If the 2015 Paris agreement targets are met and warming is kept at the 1.5-degree level, then the hit on global GDP would be just 4%. “This will require more than what is pledged today; public and private sectors will play a crucial role in accelerating the transition to net zero.”
Investing in new technologies is key for mitigating the climate change hit on the global economy. “Our analysis shows the benefit of investing in a net-zero economy. For example, adding just 10% to the $6.3 trillion of annual global infrastructure investments would limit the average temperature increase to below 2°C,” Jérôme Haegeli, Swiss Re’s Group Chief Economist, said in a statement.

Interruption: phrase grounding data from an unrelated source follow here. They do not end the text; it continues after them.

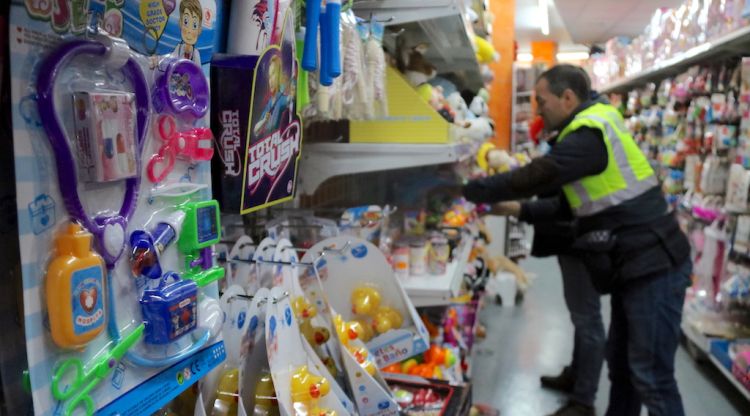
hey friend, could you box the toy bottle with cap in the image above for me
[46,223,107,348]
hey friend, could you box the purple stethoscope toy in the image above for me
[37,37,148,267]
[37,36,209,369]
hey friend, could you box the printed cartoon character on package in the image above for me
[210,8,302,214]
[9,1,226,415]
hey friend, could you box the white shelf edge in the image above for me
[298,142,473,195]
[401,236,475,307]
[600,25,750,94]
[681,321,750,401]
[708,354,750,401]
[681,320,711,353]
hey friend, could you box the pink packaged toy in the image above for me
[72,91,137,182]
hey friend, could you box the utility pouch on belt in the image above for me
[572,229,617,293]
[573,212,690,294]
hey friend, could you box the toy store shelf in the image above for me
[402,236,474,307]
[600,25,750,94]
[298,142,473,195]
[354,0,483,91]
[682,320,712,353]
[681,320,750,401]
[708,353,750,401]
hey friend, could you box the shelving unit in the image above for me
[298,142,473,195]
[354,0,483,91]
[402,236,474,307]
[681,321,750,401]
[600,26,750,94]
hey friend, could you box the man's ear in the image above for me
[562,89,579,106]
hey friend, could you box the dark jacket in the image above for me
[520,193,577,258]
[463,97,691,293]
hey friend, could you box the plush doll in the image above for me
[474,35,499,64]
[403,43,437,87]
[446,92,475,124]
[456,118,495,144]
[469,95,489,117]
[476,142,512,174]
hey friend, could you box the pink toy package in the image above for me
[72,91,137,182]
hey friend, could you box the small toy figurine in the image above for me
[292,296,331,346]
[350,286,381,316]
[290,366,336,416]
[350,286,404,335]
[213,368,239,415]
[333,315,376,376]
[254,372,280,415]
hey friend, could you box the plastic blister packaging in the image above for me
[17,24,225,416]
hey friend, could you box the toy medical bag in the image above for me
[140,272,199,345]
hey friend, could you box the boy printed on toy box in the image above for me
[94,0,218,65]
[240,10,302,214]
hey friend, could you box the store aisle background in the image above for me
[471,257,750,416]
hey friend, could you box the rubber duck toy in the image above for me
[290,366,336,416]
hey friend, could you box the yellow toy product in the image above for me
[333,315,377,376]
[350,286,381,316]
[212,368,239,416]
[292,296,331,347]
[371,306,404,335]
[46,223,107,349]
[254,372,280,416]
[290,366,335,416]
[474,35,499,64]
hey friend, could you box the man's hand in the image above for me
[490,201,521,217]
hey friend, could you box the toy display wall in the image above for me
[4,0,519,415]
[585,0,750,400]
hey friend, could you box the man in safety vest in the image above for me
[464,64,691,416]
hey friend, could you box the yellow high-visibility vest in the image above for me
[556,103,657,217]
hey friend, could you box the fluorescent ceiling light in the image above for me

The countries most negatively impacted are often the ones with the fewest resources to adapt to and mitigate the effects of rising global temperatures. South-East Asia (ASEAN countries) – Brunei, Cambodia, Indonesia, Laos, Malaysia, Myanmar, the Philippines, Singapore, Thailand and Vietnam - would be the worst-hit region, with GDP taking 37.4% hit. The hit on the Middle East & Africa region would amount to 27.6%.
Advanced economies in the northern hemisphere – the ones which have benefited the most from industrialisation – are the least vulnerable, including the United States, Canada, Switzerland, and Germany.
So while politicians are making idealistic speeches in Glasgow and protesters are shouting even more idealistic slogans, eventually our ocean liner starts to slowly turn because of the money. Losing one China from the global economy is a too drastic outlook to just sit on the sidelines and wait for the climate change to kick in.